The report says that while rising oil and gas production will likely help lift GCC growth to 2.5% in 2020, infrastructure spending, particularly in the UAE and Kuwait could lift country-specific non-oil GDP from 2.4% in 2019 to 2.8% next year.
The construction sector, says the report, will be in the vanguard of the GCC’s forecasted non-oil growth. “The region’s large-scale degree of investment in infrastructure and capital projects, and anticipated tourism boom are poised to register growth for the region’s GCC construction sector. This in turn, along with economic diversification plans in the GCC region, is also expected to drive the fire safety systems and equipment market over the coming years.”
Ventures Online suggests the GCC’s total construction contractor awards across the building, infrastructure and energy sectors are expected to increase from $134,002 million in 2019 to $139,909 million in 2020 with the UAE and Saudi Arabia being the industry’s top two performing markets next year. The report predicts the UAE may increase its federal budget by 2% in 2020 to $17 billion.

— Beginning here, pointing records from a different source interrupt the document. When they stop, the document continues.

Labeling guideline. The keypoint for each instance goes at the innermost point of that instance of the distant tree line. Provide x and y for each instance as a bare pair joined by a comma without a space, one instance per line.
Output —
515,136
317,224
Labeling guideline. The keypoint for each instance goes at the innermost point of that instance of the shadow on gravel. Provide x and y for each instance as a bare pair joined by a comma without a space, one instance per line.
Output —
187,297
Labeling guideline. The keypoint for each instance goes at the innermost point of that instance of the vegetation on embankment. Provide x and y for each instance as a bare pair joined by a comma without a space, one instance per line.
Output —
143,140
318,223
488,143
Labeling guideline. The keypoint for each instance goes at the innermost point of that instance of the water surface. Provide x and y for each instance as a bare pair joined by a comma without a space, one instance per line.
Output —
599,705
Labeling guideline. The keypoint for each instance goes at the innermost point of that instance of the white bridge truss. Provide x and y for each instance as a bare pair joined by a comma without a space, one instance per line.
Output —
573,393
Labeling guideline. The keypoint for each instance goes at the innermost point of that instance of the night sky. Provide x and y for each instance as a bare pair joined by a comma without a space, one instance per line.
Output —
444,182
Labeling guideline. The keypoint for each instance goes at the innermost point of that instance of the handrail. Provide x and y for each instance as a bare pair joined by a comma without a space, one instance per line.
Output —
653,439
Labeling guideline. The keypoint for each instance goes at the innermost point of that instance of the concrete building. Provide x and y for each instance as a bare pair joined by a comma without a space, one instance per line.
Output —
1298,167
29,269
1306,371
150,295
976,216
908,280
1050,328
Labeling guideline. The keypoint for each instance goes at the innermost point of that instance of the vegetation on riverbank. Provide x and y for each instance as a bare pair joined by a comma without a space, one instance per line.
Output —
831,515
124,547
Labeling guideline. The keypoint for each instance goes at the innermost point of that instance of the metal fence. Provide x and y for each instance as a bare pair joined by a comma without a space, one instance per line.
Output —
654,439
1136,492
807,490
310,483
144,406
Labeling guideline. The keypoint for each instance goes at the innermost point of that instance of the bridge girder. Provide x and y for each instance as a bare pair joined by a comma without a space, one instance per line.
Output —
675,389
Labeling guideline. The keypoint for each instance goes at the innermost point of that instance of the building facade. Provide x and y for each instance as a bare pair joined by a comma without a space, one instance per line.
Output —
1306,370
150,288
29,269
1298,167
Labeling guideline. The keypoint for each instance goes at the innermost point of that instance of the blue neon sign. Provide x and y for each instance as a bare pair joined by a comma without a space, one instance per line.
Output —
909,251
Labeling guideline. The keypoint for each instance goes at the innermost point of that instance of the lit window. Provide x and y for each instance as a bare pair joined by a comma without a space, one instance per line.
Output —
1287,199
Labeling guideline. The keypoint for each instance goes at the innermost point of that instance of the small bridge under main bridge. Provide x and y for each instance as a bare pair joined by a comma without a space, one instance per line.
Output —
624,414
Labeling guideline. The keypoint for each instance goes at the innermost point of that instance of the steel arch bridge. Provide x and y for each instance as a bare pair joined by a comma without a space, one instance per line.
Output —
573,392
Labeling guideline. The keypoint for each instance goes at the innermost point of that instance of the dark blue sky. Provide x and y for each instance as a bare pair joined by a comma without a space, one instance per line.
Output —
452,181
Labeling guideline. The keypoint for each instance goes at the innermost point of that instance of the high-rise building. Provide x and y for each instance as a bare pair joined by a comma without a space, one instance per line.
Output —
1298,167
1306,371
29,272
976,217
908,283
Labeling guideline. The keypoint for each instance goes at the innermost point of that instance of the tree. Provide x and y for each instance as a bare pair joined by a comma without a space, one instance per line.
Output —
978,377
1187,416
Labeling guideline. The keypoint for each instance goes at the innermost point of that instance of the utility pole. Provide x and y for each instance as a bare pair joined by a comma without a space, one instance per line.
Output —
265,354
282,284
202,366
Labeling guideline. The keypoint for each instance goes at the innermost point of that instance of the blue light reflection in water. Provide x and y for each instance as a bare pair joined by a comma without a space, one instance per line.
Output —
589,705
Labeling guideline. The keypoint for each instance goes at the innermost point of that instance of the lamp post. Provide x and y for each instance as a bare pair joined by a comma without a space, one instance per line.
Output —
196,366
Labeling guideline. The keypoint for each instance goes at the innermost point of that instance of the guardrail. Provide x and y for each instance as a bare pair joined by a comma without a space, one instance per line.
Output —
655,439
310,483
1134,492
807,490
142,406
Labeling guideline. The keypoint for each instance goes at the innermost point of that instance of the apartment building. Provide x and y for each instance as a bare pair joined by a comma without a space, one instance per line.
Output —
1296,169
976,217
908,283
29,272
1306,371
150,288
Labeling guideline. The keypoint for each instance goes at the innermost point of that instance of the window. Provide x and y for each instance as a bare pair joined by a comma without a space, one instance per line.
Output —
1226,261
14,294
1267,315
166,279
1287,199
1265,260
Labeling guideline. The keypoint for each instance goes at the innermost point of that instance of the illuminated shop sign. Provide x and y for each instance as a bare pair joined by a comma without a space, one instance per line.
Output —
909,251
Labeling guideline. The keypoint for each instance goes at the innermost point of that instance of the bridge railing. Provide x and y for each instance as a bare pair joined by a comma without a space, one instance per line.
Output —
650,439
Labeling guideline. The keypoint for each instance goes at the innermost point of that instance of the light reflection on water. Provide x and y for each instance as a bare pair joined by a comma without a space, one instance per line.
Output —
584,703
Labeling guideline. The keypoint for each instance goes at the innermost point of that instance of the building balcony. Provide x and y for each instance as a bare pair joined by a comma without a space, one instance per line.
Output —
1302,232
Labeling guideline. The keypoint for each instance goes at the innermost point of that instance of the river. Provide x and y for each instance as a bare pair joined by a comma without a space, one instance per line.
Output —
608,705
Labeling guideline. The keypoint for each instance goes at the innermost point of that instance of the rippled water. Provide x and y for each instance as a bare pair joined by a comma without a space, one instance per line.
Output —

The forecast has led to a bullish prediction from the KPMG annual Global Construction Survey which points to an anticipated growth of between 6-10% in the UAE’s construction sector in 2020.
“Industry leaders surveyed in the UAE are optimistic about growth prospects and are confident that technology and governance will play a significant role in the construction sector in the next five years,” predicts the KPMG survey.